Le premier écrit composé par Condorcet, dans sa retraite de la rue Servandoni, n’a jamais été imprimé. J’en rapporterai les premières lignes. « Comme j’ignore, disait l’illustre philosophe, si je survivrai à la crise actuelle, je crois devoir à ma femme, à ma fille, à mes amis, qui pourraient être victimes des calomnies répandues contre ma mémoire, un exposé simple de mes principes et de ma conduite pendant la révolution. »

Cabanis et Garat se trompaient, en affirmant dans l’avant-propos de l’Esquisse sur les progrès de l’esprit humain, que leur ami avait tracé seulement quelques lignes de cet exposé. Le manuscrit se compose de quarante et une pages très-serrées ; il embrasse la presque totalité de la carrière publique de Condorcet. Secrétaire de l’Académie des sciences morales et politiques, je transcrirais peut-être ici en totalité un écrit où la candeur, la bonne foi, le sincérité de notre confrère brillent du plus vif éclat. La spécialité de l’Académie des sciences m’interdit de pareils détails. Néanmoins, comme il est de devoir rigoureux, non-seulement pour toutes les académies, mais encore pour tous les citoyens, de purifier l’histoire nationale, notre patrimoine commun, des flétrissures calomnieuses que l’esprit de parti lui a trop souvent imprimées, je rapporterai le jugement de Condorcet sur les massacres de septembre.

« Les massacres du 2 septembre, dit-il, une des souillures de notre révolution, ont été l’ouvrage de la folie, de la férocité de quelques hommes, et non celui du peuple, qui, ne se croyant pas la force de les empêcher, en détourna les yeux. Le petit nombre de factieux auxquels ces déplorables événements doivent être imputés, eut l’art de paralyser la puissance publique, de tromper les citoyens et l’Assemblée nationale. On leur résista faiblement et sans direction, parce que le véritable état des choses ne fut pas connu. »

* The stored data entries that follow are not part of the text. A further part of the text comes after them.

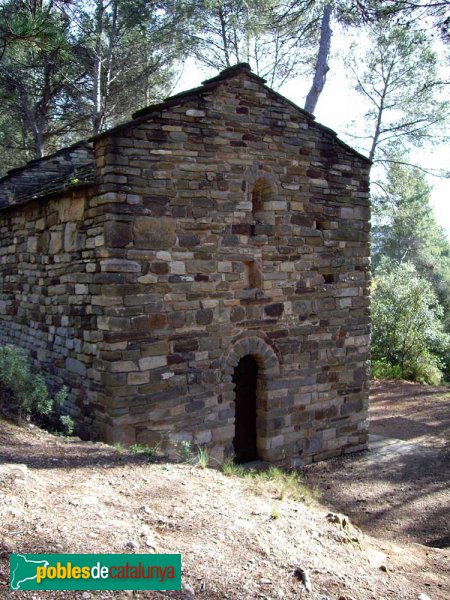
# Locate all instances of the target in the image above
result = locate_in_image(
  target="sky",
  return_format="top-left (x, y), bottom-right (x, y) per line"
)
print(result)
top-left (173, 28), bottom-right (450, 238)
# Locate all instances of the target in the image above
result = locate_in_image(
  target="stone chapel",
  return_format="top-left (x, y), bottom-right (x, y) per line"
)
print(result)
top-left (0, 63), bottom-right (371, 466)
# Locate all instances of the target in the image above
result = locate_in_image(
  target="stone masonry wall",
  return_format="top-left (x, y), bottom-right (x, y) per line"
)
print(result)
top-left (0, 187), bottom-right (110, 437)
top-left (91, 68), bottom-right (371, 466)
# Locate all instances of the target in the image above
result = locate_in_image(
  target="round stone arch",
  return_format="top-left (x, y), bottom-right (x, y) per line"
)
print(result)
top-left (221, 335), bottom-right (281, 462)
top-left (243, 166), bottom-right (279, 232)
top-left (243, 165), bottom-right (278, 195)
top-left (222, 335), bottom-right (280, 381)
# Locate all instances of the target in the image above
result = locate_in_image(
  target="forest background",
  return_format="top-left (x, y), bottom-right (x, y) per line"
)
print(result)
top-left (1, 0), bottom-right (450, 384)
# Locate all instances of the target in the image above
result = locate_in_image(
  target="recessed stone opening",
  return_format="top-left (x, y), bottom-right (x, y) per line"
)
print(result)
top-left (232, 354), bottom-right (258, 463)
top-left (323, 273), bottom-right (336, 284)
top-left (243, 260), bottom-right (262, 289)
top-left (223, 336), bottom-right (282, 463)
top-left (250, 178), bottom-right (272, 236)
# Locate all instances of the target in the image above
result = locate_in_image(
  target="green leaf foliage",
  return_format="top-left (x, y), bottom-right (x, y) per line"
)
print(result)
top-left (371, 262), bottom-right (449, 384)
top-left (0, 0), bottom-right (191, 170)
top-left (0, 344), bottom-right (69, 424)
top-left (372, 160), bottom-right (450, 329)
top-left (348, 20), bottom-right (449, 163)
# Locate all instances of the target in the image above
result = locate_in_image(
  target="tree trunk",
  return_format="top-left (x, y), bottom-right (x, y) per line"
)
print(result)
top-left (369, 66), bottom-right (391, 162)
top-left (92, 0), bottom-right (104, 135)
top-left (304, 3), bottom-right (332, 115)
top-left (34, 120), bottom-right (44, 158)
top-left (218, 6), bottom-right (231, 67)
top-left (369, 106), bottom-right (383, 162)
top-left (33, 61), bottom-right (53, 158)
top-left (101, 0), bottom-right (118, 130)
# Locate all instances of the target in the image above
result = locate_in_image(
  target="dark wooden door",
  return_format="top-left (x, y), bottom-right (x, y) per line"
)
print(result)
top-left (233, 355), bottom-right (258, 463)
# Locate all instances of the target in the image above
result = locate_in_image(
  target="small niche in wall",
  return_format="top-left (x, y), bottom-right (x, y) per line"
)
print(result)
top-left (323, 273), bottom-right (336, 284)
top-left (243, 260), bottom-right (262, 289)
top-left (250, 178), bottom-right (272, 236)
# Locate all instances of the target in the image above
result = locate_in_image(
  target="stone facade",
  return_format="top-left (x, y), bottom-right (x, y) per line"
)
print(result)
top-left (0, 64), bottom-right (371, 466)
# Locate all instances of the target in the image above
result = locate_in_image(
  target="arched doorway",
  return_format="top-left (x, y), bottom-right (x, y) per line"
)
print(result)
top-left (232, 354), bottom-right (258, 463)
top-left (223, 335), bottom-right (281, 463)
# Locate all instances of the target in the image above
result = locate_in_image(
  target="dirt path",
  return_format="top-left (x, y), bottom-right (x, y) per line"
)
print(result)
top-left (303, 380), bottom-right (450, 548)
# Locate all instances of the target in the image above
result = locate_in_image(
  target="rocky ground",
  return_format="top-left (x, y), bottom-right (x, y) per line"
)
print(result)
top-left (0, 381), bottom-right (449, 600)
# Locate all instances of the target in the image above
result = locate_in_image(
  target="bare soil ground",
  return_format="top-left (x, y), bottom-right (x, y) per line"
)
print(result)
top-left (0, 380), bottom-right (449, 600)
top-left (303, 381), bottom-right (450, 549)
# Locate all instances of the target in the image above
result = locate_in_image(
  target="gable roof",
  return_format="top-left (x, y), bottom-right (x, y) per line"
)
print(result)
top-left (0, 63), bottom-right (371, 210)
top-left (91, 62), bottom-right (371, 165)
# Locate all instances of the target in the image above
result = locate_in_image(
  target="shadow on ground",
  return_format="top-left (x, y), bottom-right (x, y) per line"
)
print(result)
top-left (0, 420), bottom-right (166, 471)
top-left (302, 380), bottom-right (450, 548)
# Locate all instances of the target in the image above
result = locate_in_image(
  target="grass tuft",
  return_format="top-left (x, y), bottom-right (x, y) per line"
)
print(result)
top-left (196, 445), bottom-right (209, 469)
top-left (271, 505), bottom-right (281, 520)
top-left (221, 457), bottom-right (320, 504)
top-left (129, 443), bottom-right (159, 460)
top-left (178, 440), bottom-right (195, 463)
top-left (221, 455), bottom-right (248, 477)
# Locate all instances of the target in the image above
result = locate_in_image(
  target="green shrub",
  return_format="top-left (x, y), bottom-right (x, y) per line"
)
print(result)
top-left (0, 345), bottom-right (51, 420)
top-left (0, 345), bottom-right (70, 429)
top-left (174, 441), bottom-right (210, 468)
top-left (405, 351), bottom-right (444, 385)
top-left (371, 360), bottom-right (404, 381)
top-left (372, 354), bottom-right (444, 386)
top-left (60, 415), bottom-right (75, 436)
top-left (371, 263), bottom-right (449, 385)
top-left (271, 506), bottom-right (281, 520)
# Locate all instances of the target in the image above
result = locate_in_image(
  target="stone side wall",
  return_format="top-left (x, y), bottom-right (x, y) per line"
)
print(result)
top-left (92, 70), bottom-right (371, 466)
top-left (0, 188), bottom-right (108, 436)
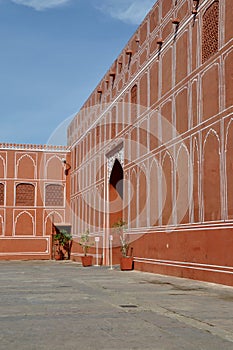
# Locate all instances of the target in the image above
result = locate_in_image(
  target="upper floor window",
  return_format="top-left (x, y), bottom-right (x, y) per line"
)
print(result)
top-left (45, 184), bottom-right (64, 207)
top-left (131, 84), bottom-right (137, 104)
top-left (0, 183), bottom-right (4, 206)
top-left (131, 84), bottom-right (138, 119)
top-left (16, 183), bottom-right (35, 206)
top-left (202, 1), bottom-right (219, 63)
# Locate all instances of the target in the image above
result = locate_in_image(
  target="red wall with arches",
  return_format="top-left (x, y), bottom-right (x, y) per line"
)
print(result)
top-left (68, 0), bottom-right (233, 286)
top-left (0, 144), bottom-right (70, 260)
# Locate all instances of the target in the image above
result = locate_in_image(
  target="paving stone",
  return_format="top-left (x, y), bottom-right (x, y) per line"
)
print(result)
top-left (0, 261), bottom-right (233, 350)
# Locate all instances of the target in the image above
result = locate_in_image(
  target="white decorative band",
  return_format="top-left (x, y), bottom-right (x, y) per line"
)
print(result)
top-left (133, 257), bottom-right (233, 275)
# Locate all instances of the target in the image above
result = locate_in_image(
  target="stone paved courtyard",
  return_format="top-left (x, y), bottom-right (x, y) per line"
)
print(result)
top-left (0, 261), bottom-right (233, 350)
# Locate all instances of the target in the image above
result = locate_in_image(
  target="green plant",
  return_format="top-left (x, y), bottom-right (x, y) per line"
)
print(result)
top-left (54, 229), bottom-right (72, 259)
top-left (54, 229), bottom-right (72, 246)
top-left (112, 219), bottom-right (129, 257)
top-left (79, 229), bottom-right (93, 256)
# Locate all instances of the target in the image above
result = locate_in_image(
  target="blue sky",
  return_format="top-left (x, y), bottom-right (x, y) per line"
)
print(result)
top-left (0, 0), bottom-right (155, 145)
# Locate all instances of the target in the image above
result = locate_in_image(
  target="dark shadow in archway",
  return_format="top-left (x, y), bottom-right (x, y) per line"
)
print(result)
top-left (109, 159), bottom-right (123, 199)
top-left (109, 158), bottom-right (124, 264)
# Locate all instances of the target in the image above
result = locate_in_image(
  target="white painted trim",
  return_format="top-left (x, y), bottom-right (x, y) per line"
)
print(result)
top-left (45, 154), bottom-right (65, 180)
top-left (13, 210), bottom-right (36, 236)
top-left (70, 0), bottom-right (212, 149)
top-left (44, 210), bottom-right (64, 236)
top-left (134, 257), bottom-right (233, 275)
top-left (0, 234), bottom-right (50, 255)
top-left (15, 153), bottom-right (37, 179)
top-left (0, 153), bottom-right (7, 178)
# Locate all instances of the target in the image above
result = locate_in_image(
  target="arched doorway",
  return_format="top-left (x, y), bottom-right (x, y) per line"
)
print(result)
top-left (107, 158), bottom-right (124, 265)
top-left (109, 158), bottom-right (124, 228)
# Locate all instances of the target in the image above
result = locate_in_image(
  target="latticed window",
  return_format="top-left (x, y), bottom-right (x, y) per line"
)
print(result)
top-left (131, 84), bottom-right (138, 118)
top-left (202, 0), bottom-right (219, 63)
top-left (16, 183), bottom-right (35, 206)
top-left (0, 183), bottom-right (4, 205)
top-left (45, 184), bottom-right (64, 206)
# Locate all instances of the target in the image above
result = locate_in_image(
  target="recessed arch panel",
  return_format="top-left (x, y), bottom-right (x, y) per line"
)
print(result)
top-left (203, 130), bottom-right (221, 221)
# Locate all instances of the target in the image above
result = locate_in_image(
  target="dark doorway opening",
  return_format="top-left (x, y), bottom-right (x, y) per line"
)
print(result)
top-left (108, 158), bottom-right (124, 264)
top-left (109, 159), bottom-right (123, 199)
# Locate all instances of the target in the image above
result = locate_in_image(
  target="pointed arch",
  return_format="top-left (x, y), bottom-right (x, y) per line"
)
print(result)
top-left (161, 152), bottom-right (173, 225)
top-left (203, 129), bottom-right (221, 221)
top-left (92, 188), bottom-right (98, 232)
top-left (46, 156), bottom-right (63, 180)
top-left (17, 154), bottom-right (36, 179)
top-left (130, 127), bottom-right (138, 161)
top-left (109, 159), bottom-right (123, 199)
top-left (71, 199), bottom-right (76, 236)
top-left (149, 158), bottom-right (160, 226)
top-left (14, 211), bottom-right (35, 236)
top-left (99, 184), bottom-right (105, 230)
top-left (0, 156), bottom-right (6, 178)
top-left (94, 187), bottom-right (101, 232)
top-left (44, 211), bottom-right (63, 236)
top-left (176, 144), bottom-right (190, 224)
top-left (138, 164), bottom-right (148, 228)
top-left (124, 170), bottom-right (130, 225)
top-left (130, 168), bottom-right (137, 228)
top-left (82, 192), bottom-right (88, 231)
top-left (109, 159), bottom-right (124, 228)
top-left (79, 195), bottom-right (84, 234)
top-left (138, 118), bottom-right (148, 157)
top-left (88, 189), bottom-right (95, 231)
top-left (131, 84), bottom-right (138, 122)
top-left (86, 189), bottom-right (91, 231)
top-left (192, 137), bottom-right (200, 222)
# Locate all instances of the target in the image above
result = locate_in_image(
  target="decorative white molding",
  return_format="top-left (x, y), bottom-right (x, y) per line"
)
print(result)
top-left (106, 143), bottom-right (124, 181)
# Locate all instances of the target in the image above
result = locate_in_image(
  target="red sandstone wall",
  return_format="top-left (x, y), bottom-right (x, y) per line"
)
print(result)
top-left (68, 0), bottom-right (233, 285)
top-left (0, 144), bottom-right (71, 260)
top-left (132, 226), bottom-right (233, 287)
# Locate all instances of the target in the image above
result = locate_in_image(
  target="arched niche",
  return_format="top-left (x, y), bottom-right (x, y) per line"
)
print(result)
top-left (15, 211), bottom-right (34, 236)
top-left (162, 152), bottom-right (173, 226)
top-left (176, 144), bottom-right (190, 224)
top-left (17, 155), bottom-right (35, 179)
top-left (203, 129), bottom-right (221, 221)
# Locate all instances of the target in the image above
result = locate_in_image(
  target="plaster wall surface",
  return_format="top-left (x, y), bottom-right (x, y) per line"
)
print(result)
top-left (0, 144), bottom-right (71, 259)
top-left (68, 0), bottom-right (233, 286)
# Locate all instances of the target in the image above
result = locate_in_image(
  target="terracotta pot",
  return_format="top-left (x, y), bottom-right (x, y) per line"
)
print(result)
top-left (55, 253), bottom-right (63, 260)
top-left (81, 255), bottom-right (93, 267)
top-left (120, 256), bottom-right (134, 271)
top-left (54, 245), bottom-right (64, 260)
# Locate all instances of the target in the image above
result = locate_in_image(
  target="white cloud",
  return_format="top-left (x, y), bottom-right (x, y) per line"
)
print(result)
top-left (96, 0), bottom-right (155, 25)
top-left (10, 0), bottom-right (71, 11)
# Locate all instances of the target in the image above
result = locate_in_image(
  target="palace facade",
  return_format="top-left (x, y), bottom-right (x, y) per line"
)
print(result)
top-left (68, 0), bottom-right (233, 286)
top-left (1, 0), bottom-right (233, 287)
top-left (0, 143), bottom-right (70, 260)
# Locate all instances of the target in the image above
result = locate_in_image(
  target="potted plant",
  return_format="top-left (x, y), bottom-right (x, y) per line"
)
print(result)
top-left (112, 219), bottom-right (133, 271)
top-left (53, 229), bottom-right (72, 260)
top-left (79, 229), bottom-right (93, 267)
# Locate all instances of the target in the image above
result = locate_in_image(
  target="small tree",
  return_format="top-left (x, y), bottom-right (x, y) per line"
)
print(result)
top-left (112, 219), bottom-right (129, 257)
top-left (79, 229), bottom-right (93, 256)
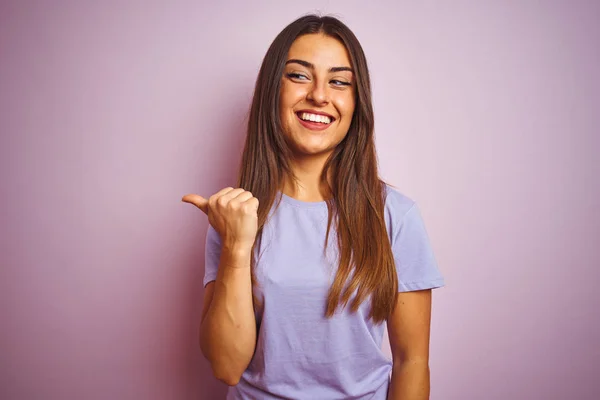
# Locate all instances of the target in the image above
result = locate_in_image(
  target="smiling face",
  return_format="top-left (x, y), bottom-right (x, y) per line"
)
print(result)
top-left (279, 33), bottom-right (356, 159)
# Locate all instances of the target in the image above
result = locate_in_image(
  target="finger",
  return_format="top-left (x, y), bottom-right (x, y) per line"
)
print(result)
top-left (181, 194), bottom-right (209, 214)
top-left (218, 188), bottom-right (246, 205)
top-left (233, 191), bottom-right (253, 203)
top-left (243, 196), bottom-right (259, 211)
top-left (214, 187), bottom-right (235, 197)
top-left (182, 187), bottom-right (234, 214)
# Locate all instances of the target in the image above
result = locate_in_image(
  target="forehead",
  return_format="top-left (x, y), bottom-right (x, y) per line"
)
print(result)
top-left (287, 33), bottom-right (352, 68)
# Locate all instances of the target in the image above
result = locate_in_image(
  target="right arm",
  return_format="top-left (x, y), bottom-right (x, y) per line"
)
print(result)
top-left (183, 187), bottom-right (259, 386)
top-left (200, 245), bottom-right (256, 385)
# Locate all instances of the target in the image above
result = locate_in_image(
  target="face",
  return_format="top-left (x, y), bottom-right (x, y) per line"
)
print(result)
top-left (279, 33), bottom-right (356, 158)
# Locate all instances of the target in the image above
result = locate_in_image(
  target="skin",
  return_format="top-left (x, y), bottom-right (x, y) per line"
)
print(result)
top-left (182, 33), bottom-right (434, 398)
top-left (387, 290), bottom-right (433, 400)
top-left (183, 187), bottom-right (258, 385)
top-left (279, 33), bottom-right (356, 202)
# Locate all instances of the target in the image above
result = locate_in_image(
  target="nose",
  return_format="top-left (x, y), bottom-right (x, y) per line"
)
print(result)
top-left (306, 79), bottom-right (329, 105)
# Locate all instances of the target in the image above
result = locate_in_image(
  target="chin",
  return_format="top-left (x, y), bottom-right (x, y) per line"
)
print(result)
top-left (284, 129), bottom-right (339, 157)
top-left (293, 145), bottom-right (333, 157)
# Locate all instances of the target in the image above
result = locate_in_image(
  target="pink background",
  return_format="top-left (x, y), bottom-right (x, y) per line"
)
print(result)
top-left (1, 1), bottom-right (598, 399)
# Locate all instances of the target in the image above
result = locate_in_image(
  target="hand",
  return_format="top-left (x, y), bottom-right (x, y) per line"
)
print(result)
top-left (182, 187), bottom-right (259, 250)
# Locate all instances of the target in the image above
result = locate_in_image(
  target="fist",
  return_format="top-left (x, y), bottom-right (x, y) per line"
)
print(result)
top-left (182, 187), bottom-right (259, 250)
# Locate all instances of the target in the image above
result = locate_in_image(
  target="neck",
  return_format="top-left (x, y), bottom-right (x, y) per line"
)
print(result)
top-left (283, 153), bottom-right (333, 202)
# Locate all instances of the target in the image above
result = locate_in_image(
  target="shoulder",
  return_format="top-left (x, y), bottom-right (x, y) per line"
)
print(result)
top-left (382, 183), bottom-right (431, 242)
top-left (383, 183), bottom-right (416, 222)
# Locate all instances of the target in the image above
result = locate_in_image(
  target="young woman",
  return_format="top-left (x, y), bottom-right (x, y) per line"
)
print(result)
top-left (183, 14), bottom-right (444, 400)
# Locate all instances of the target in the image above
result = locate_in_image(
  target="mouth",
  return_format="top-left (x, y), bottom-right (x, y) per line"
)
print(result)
top-left (295, 110), bottom-right (336, 131)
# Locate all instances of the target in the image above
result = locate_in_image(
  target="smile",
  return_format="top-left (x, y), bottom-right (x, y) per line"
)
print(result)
top-left (295, 111), bottom-right (335, 131)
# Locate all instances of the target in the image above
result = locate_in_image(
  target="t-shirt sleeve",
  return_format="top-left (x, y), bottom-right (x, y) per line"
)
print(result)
top-left (392, 203), bottom-right (445, 292)
top-left (203, 224), bottom-right (222, 287)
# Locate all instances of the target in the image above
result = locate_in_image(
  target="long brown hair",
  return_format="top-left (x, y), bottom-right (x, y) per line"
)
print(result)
top-left (236, 14), bottom-right (397, 323)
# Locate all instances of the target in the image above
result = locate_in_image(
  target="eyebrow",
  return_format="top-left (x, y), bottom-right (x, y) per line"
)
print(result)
top-left (285, 59), bottom-right (353, 73)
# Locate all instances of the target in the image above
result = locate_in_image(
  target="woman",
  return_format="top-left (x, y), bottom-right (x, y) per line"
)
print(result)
top-left (183, 14), bottom-right (444, 400)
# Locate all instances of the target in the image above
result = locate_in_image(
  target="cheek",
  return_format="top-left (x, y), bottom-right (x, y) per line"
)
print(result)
top-left (280, 82), bottom-right (305, 108)
top-left (336, 96), bottom-right (356, 122)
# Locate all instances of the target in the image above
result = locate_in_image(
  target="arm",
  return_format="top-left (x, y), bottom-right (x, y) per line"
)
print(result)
top-left (387, 289), bottom-right (433, 400)
top-left (184, 187), bottom-right (259, 386)
top-left (200, 245), bottom-right (257, 386)
top-left (200, 246), bottom-right (256, 386)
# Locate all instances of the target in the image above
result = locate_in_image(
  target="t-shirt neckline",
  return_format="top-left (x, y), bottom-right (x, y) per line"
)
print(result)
top-left (278, 191), bottom-right (329, 209)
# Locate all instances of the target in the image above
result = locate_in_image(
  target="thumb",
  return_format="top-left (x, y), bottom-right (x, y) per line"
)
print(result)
top-left (181, 194), bottom-right (208, 215)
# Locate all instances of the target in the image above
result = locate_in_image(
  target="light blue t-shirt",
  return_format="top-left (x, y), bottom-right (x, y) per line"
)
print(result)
top-left (203, 185), bottom-right (445, 399)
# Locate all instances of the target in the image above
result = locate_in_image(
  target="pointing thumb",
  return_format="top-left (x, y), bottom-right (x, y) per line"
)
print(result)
top-left (181, 194), bottom-right (208, 215)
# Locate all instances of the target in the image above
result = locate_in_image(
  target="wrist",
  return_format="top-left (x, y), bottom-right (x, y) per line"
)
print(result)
top-left (221, 242), bottom-right (253, 266)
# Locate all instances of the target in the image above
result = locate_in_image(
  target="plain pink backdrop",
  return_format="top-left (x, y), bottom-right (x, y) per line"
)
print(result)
top-left (1, 1), bottom-right (598, 399)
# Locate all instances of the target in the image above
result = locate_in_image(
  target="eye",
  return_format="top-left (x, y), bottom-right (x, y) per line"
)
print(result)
top-left (286, 73), bottom-right (309, 81)
top-left (330, 79), bottom-right (351, 87)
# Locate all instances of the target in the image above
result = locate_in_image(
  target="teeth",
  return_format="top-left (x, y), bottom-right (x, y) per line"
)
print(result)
top-left (300, 112), bottom-right (331, 124)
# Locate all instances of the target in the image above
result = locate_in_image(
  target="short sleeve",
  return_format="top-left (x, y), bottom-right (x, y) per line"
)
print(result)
top-left (203, 224), bottom-right (222, 287)
top-left (392, 203), bottom-right (445, 292)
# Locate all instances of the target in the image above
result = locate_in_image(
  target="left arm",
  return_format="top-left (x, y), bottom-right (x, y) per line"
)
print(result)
top-left (387, 289), bottom-right (433, 400)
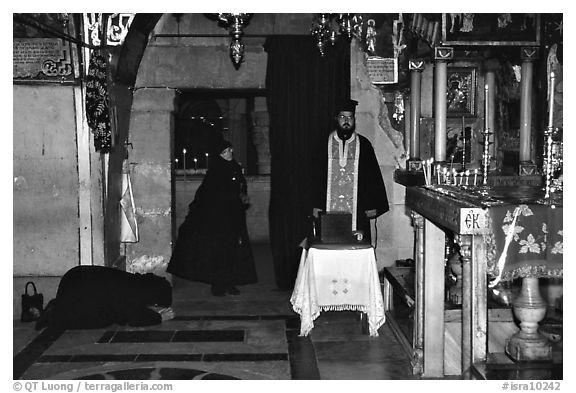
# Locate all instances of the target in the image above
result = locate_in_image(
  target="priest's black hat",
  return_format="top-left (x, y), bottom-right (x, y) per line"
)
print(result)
top-left (336, 99), bottom-right (358, 113)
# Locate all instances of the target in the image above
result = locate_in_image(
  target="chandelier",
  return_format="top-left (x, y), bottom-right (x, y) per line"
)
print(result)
top-left (208, 13), bottom-right (253, 68)
top-left (310, 13), bottom-right (363, 56)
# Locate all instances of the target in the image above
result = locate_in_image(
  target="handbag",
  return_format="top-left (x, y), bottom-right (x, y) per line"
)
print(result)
top-left (21, 281), bottom-right (44, 322)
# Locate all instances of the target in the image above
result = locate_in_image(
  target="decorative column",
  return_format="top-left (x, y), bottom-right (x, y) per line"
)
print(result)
top-left (407, 60), bottom-right (425, 171)
top-left (519, 47), bottom-right (539, 175)
top-left (411, 212), bottom-right (425, 375)
top-left (456, 235), bottom-right (473, 374)
top-left (506, 277), bottom-right (552, 361)
top-left (433, 47), bottom-right (454, 164)
top-left (251, 96), bottom-right (271, 174)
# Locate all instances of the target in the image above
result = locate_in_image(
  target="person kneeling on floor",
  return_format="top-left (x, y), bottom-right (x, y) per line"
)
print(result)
top-left (35, 265), bottom-right (174, 330)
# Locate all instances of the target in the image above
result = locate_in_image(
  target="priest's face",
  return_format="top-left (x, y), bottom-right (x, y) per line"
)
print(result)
top-left (336, 110), bottom-right (355, 139)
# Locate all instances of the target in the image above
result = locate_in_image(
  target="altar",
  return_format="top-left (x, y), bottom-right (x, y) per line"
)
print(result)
top-left (290, 245), bottom-right (385, 337)
top-left (394, 184), bottom-right (563, 378)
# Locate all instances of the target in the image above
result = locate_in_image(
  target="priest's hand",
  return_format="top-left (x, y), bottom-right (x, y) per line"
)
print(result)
top-left (312, 208), bottom-right (323, 219)
top-left (365, 209), bottom-right (378, 219)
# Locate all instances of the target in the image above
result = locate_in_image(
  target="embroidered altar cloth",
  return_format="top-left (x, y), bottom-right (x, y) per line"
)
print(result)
top-left (290, 247), bottom-right (385, 337)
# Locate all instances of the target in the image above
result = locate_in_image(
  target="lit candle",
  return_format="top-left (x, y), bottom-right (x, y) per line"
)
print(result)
top-left (182, 148), bottom-right (187, 170)
top-left (175, 158), bottom-right (179, 168)
top-left (484, 84), bottom-right (489, 131)
top-left (421, 160), bottom-right (428, 185)
top-left (205, 152), bottom-right (209, 169)
top-left (548, 71), bottom-right (555, 128)
top-left (194, 157), bottom-right (198, 171)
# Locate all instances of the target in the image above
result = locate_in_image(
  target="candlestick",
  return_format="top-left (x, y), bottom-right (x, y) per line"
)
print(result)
top-left (548, 72), bottom-right (555, 129)
top-left (461, 116), bottom-right (466, 170)
top-left (474, 169), bottom-right (478, 187)
top-left (182, 148), bottom-right (187, 170)
top-left (465, 170), bottom-right (470, 186)
top-left (484, 84), bottom-right (489, 131)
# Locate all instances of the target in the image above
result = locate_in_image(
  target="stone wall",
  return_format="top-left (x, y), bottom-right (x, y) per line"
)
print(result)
top-left (350, 40), bottom-right (415, 270)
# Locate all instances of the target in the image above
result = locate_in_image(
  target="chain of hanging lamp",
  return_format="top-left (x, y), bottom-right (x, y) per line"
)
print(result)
top-left (310, 13), bottom-right (364, 56)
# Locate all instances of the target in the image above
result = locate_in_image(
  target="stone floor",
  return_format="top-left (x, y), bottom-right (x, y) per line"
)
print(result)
top-left (13, 244), bottom-right (418, 380)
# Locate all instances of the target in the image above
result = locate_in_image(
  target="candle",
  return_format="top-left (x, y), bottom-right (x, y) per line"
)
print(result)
top-left (422, 160), bottom-right (428, 185)
top-left (182, 148), bottom-right (187, 170)
top-left (465, 170), bottom-right (470, 186)
top-left (474, 169), bottom-right (478, 186)
top-left (548, 71), bottom-right (555, 128)
top-left (443, 167), bottom-right (448, 184)
top-left (484, 84), bottom-right (489, 131)
top-left (194, 158), bottom-right (198, 171)
top-left (452, 168), bottom-right (457, 185)
top-left (175, 158), bottom-right (179, 168)
top-left (436, 165), bottom-right (441, 184)
top-left (205, 152), bottom-right (210, 169)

N’êtes-vous pas heureux, Messieurs, de voir le peuple, le véritable peuple de Paris, déchargé de toute solidarité dans la plus odieuse boucherie, par un homme dont les lumières, le patriotisme et la haute position sont une triple garantie de véracité ? Désormais, il ne sera plus permis de considérer comme l’expression d’une opinion individuelle, d’un sentiment isolé, cette apostrophe d’un ouvrier aux sbires de la commune, que j’ai recueillie dans les mémoires du temps :

« Vous prétendez massacrer des ennemis ! Moi, je n’appelle jamais ainsi des hommes désarmés. Conduisez au Champ-de-Mars ceux de ces malheureux qui, dites-vous, se réjouissaient des défaites de la république ; nous les combattrons en nombre égal, à armes égales, et leur mort n’aura rien alors qui puisse nous faire rougir. »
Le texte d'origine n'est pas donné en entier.